Richmond council steps up pipeline protest
A banner the length of an oil tanker, unfurled by protesters in Victoria Monday, also symbolized jet fuel tankers that could soon travel up the Fraser River, said a Richmond councillor.
"What all those people don't realize is that tankers of that same size—Panamax supertankers—are planning to come up the Fraser River, which is much more dangerous water even than the waters up north," said Coun. Harold Steves.
At a council meeting Monday, civic politicians stepped up their opposition to the Vancouver Airport Fuel Facilities Corporation's proposal to ship jet fuel to Riverport and pump it to the airport via a new pipeline. Council passed a motion demanding a meeting with B.C. Environment Minister Terry Lake to find an alternative—such as making better use of an existing pipeline that fuels the airport.
Monday was also a day of action on the B.C. legislature lawn, as over 2,000 people protested two other pipeline projects: Enbridge's Northern Gateway pipeline from northern Alberta to Kitimat, and a pending application by Kinder Morgan to twin its oil pipeline that carries Alberta oil to Burnaby and Washington state.

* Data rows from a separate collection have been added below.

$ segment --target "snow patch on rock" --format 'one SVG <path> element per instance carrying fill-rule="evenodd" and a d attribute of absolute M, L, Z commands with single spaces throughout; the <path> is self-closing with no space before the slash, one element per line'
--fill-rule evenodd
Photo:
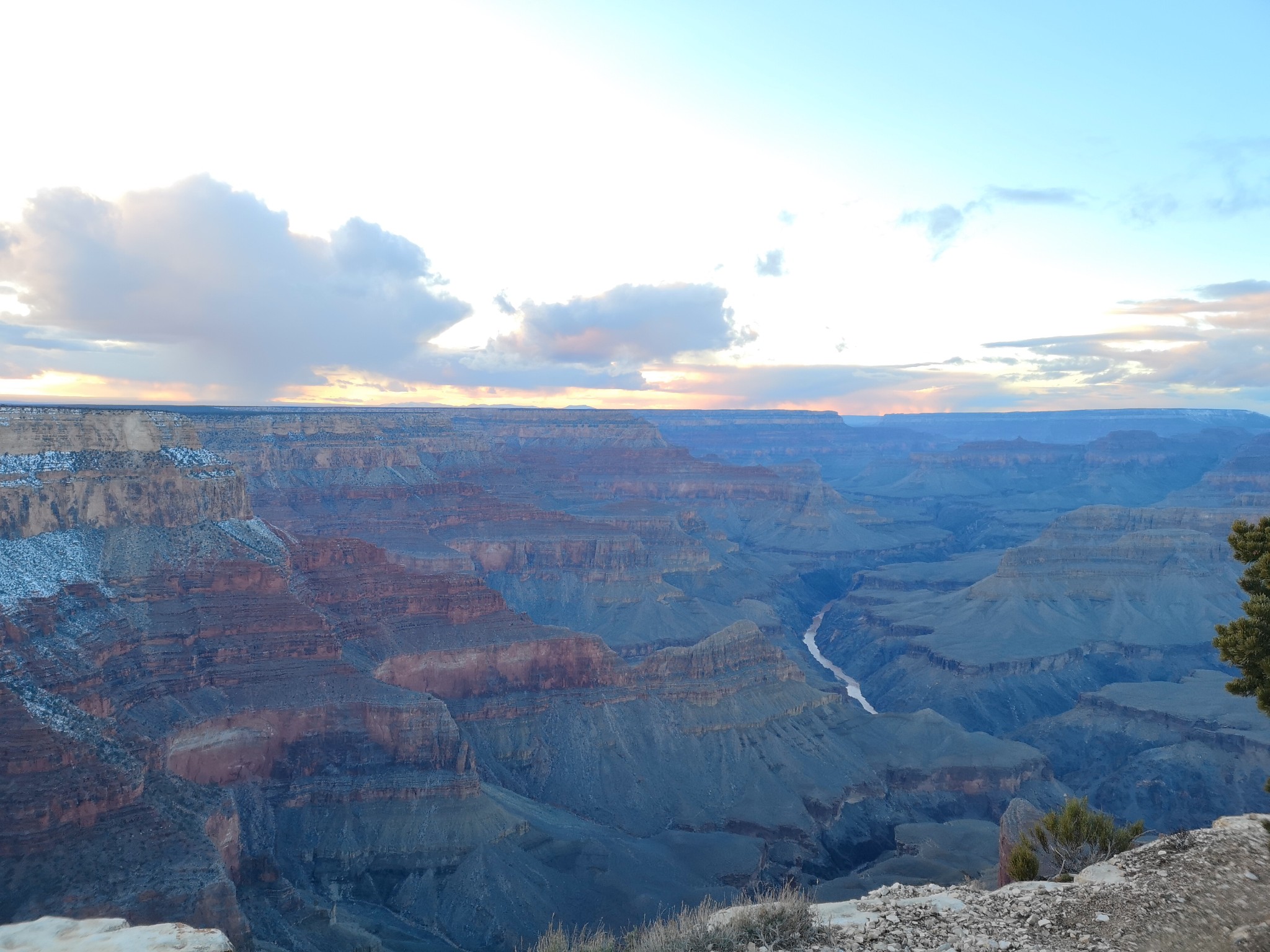
<path fill-rule="evenodd" d="M 126 919 L 64 919 L 46 915 L 0 925 L 3 952 L 234 952 L 220 929 L 184 923 L 128 925 Z"/>
<path fill-rule="evenodd" d="M 0 608 L 47 598 L 65 585 L 102 585 L 102 539 L 79 529 L 44 532 L 19 539 L 0 539 Z"/>

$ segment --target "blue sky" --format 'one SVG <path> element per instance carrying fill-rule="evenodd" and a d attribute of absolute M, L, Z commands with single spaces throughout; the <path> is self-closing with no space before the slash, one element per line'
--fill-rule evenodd
<path fill-rule="evenodd" d="M 0 399 L 1270 404 L 1266 3 L 15 23 Z"/>

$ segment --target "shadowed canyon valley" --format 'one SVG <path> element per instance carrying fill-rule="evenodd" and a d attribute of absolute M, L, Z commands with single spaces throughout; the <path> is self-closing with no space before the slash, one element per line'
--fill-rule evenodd
<path fill-rule="evenodd" d="M 0 922 L 504 952 L 1270 811 L 1267 512 L 1243 411 L 0 407 Z"/>

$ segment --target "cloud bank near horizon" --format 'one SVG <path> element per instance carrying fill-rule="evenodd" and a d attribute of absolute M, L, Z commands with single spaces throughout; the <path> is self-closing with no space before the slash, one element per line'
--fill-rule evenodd
<path fill-rule="evenodd" d="M 993 203 L 1081 201 L 993 188 L 911 223 L 937 244 Z M 782 253 L 756 269 L 779 277 Z M 754 334 L 710 283 L 519 306 L 500 293 L 495 306 L 514 327 L 441 348 L 429 341 L 472 308 L 419 245 L 378 225 L 298 235 L 286 213 L 208 176 L 118 202 L 56 189 L 0 223 L 0 399 L 847 413 L 1270 402 L 1270 282 L 1253 278 L 1126 303 L 1119 314 L 1138 324 L 1115 331 L 968 341 L 966 355 L 886 367 L 747 366 Z"/>

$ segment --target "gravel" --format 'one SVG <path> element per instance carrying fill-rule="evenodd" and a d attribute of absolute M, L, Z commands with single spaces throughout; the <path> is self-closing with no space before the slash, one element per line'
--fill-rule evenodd
<path fill-rule="evenodd" d="M 1270 836 L 1262 819 L 1270 816 L 1227 816 L 1212 829 L 1161 838 L 1100 863 L 1080 882 L 991 892 L 894 885 L 815 909 L 842 952 L 1270 952 Z"/>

The airport's pipeline proposal is still under review by the B.C. Environmental Assessment Office.
Steves called the harmonized federal-provincial review process "totally anti-democratic," as no public hearing on the proposal is scheduled.
"We need to challenge this to the fullest of our ability," said Steves. "I really don't understand who gave the authority to a group of private companies to overrule the City of Richmond, Metro Vancouver and the Agricultural Land Reserve in terms of putting a pipeline in."
Steves also questioned why Port Metro Vancouver is "judge and jury" on whether jet fuel tankers should travel the river.
The airport pipeline is getting "third billing" to other proposals, said Mayor Malcolm Brodie, but he said it's just as important.
"We don't want those tankers on the river, and we don't want the rest of what this whole proposal entails."
At Monday's meeting Brodie also announced a council resolution made behind closed doors—calling on federal Transport Minister Denis Lebel to "formally intervene" to stop the port from using the Agricultural Land Reserve for port expansion.
Council members have been leery of the port's expansion plans since its purchase of the 81-hectare (200-acre) Gilmore Farm in East Richmond in 2009. Port CEO Robin Silvester has said his first priority "is to get the most out of the facilities that we have without requiring any more land.